As the oldest living member of my family, I had no parents or grandparents, aunts or uncles to turn to so I went to the internet and discovered that the Irish immigrants that came during the potato famine brought this tradition to the new world. No Irish in our family. Searching further, however, it began to make sense to me that in the early 1900’s the only “good” time in the Midwest to enjoy fresh seafood would be the dead of winter when it could be packed and transported in ice by the railroad. Oysters could not travel that far without refrigeration any other time of year and arrive safe to eat. The cost of all this made the shellfish quite expensive so it was eaten as a special treat. Christmas became the perfect time. I do remember Mom and Dad discussing the price of oysters each year. I don’t remember the price but I do remember how it went up year after year. Well that may not be the real reason our family had oyster stew on Christmas Eve – who knows. But it sure brought back lots of good memories of times passed. (Thanks ladies for that treat.) The real answer may be as silly as the women in one particular family always cutting the ends off of the ham at Easter. When they began asking questions as to why this was done, they discovered that that was the only size pan great great grandma had so she had to cut off the ends to make it fit. I could also be wondering why Santa came to our house on Christmas Eve but didn’t make it to the neighbors until the next morning? Go figure.
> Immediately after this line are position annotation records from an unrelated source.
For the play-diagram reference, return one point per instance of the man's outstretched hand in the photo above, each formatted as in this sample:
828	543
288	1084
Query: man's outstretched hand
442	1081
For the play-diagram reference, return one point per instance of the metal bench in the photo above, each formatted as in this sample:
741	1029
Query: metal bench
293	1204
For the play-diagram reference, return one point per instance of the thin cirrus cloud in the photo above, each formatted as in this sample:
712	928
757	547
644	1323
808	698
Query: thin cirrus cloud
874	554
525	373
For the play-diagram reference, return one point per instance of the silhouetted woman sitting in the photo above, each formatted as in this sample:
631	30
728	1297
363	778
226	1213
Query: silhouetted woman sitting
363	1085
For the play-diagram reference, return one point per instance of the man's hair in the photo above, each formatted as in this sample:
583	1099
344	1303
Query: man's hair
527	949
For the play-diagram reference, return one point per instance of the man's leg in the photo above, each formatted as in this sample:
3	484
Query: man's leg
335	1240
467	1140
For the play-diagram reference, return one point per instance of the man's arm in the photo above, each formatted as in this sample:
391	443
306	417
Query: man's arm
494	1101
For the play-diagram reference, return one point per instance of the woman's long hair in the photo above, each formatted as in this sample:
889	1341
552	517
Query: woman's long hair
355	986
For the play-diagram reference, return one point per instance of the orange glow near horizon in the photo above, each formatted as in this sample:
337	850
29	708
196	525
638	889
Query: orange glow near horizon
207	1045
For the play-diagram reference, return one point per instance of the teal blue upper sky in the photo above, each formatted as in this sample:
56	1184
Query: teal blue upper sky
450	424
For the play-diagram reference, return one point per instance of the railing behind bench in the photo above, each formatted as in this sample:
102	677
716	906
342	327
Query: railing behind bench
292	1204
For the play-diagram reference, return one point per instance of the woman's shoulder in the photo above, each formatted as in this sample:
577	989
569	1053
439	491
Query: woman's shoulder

I always find the dead of winter a good time to get things done. For example, it never ceased to amaze me how when I was teaching first grade, the amount of learning that happened between coming back from Christmas vacation and leaving again for spring break. That uninterrupted space of time, at least here in the Midwest, where you are usually not bothered by staying inside and doing something productive like learning to read! This month has felt that way for me and my work in the breast survivor community.
Voices of Hope: Family and Friends marketing – We have the logo finished for Voices of Hope and now have the color scheme and site map for the website. That building should be underway.
I’m in to the third week of the six weeks of facilitating “Cancer: Surviving and Thriving. We have an awesome group of about 20 survivors that are really doing a great job of responding to each other’s needs. This class is a great resource for any of you or your family members going through a cancer journey. It is sponsored by the American Cancer Society and the National Council on Aging. Either website would have the information on upcoming groups.
Opportunities in the near future for showing the Family and Friends DVD in the community.
April 6, 2013 – Relay for Life in River Falls, Wisconsin
October 12, 2013 – United Methodist Church, Hastings, MN
I completed HIPAA Privacy & Security Training for Business Associates needed to facilitate the cancer workshop.
Cultivating a partnership with Sean Hernandez, owner of Wbits World, water bottle identification tags new business start-up. His sister and former business partner and co-creator of Wbits lost her battle with breast cancer. He intends to donate a percentage of the sales in her memory to Voices of Hope. Exciting.
My developer of the support group finder has dropped out of sight once again. I owe him money so I’m sure he will reappear one of these days. I also know he is going to school full time.
Does it really matter in Minnesota if the groundhog saw his shadow or not? I think we will have at least 6 more weeks of winter no matter what. Enjoy the rest of the winter however long it may be.